‘His withdrawal from society was gradual. It was only in the last two years or so that he became almost completely cut off from the world.’
‘Making it easy for you to take over your father’s duties without his realising?’
‘We did not hoodwink him,’ Kate retorted angrily. ‘Once a month Papa submitted the books to Lord Elmswood, via his valet, and if your father required to consult him on any matter he sent Papa a written note. The authority remains formally invested in my father. To be perfectly frank, I don’t think your father cared who actually did the donkey work and—without wishing to offend you, Lord Elmswood—’
‘You offend me every time you use that title. I wish you’d call me Daniel.’
‘Daniel.’ It felt strange saying his name...intimate. ‘It wasn’t only that he was uninterested in the detail, he seemed indifferent to the fact that only the bare minimum was being done. I’m afraid that you’ve inherited an estate in dire need of modernisation.’
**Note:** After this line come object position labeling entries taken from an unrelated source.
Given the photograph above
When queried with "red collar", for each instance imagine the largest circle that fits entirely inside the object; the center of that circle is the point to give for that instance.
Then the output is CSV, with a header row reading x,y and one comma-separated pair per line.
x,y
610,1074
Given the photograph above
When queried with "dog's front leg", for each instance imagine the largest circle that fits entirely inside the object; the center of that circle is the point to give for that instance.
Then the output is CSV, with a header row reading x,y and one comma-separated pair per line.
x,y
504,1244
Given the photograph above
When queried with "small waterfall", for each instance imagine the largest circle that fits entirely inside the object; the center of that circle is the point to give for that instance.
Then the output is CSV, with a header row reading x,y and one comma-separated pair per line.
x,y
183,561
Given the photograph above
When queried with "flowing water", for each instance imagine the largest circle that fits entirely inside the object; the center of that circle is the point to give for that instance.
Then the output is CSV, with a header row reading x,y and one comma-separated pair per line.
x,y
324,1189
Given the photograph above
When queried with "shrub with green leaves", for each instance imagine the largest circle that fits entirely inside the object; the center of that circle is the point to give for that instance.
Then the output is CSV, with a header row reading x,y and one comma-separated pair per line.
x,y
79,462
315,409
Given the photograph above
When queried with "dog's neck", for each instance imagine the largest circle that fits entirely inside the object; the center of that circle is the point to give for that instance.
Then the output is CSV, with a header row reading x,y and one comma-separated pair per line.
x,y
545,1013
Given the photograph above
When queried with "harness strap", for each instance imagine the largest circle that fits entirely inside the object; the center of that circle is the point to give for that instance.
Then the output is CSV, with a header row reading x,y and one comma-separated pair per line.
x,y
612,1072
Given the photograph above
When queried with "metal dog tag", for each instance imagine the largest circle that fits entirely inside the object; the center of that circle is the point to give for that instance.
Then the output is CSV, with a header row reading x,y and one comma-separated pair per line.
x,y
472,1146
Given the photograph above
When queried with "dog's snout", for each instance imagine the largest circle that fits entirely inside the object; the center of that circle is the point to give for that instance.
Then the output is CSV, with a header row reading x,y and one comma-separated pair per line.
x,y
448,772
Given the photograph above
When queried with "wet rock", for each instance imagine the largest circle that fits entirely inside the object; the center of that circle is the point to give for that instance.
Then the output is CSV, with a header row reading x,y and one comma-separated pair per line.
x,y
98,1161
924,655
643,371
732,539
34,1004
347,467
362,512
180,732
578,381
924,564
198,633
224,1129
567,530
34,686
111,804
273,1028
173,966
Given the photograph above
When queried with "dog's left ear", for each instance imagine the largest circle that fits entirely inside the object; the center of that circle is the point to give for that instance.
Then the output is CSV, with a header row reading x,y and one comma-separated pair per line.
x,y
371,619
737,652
He dug his hand into his coat pocket to retrieve a small, brightly coloured precious stone, which he began compulsively to turn over and over in his hand. ‘I made it perfectly clear the last time that I was home that I wished to relinquish my claim to Elmswood.’
‘Relinquish! You mean you wanted your father to disinherit you?’ Kate exclaimed, shocked to the core to hear the place she loved so passionately dismissed so summarily.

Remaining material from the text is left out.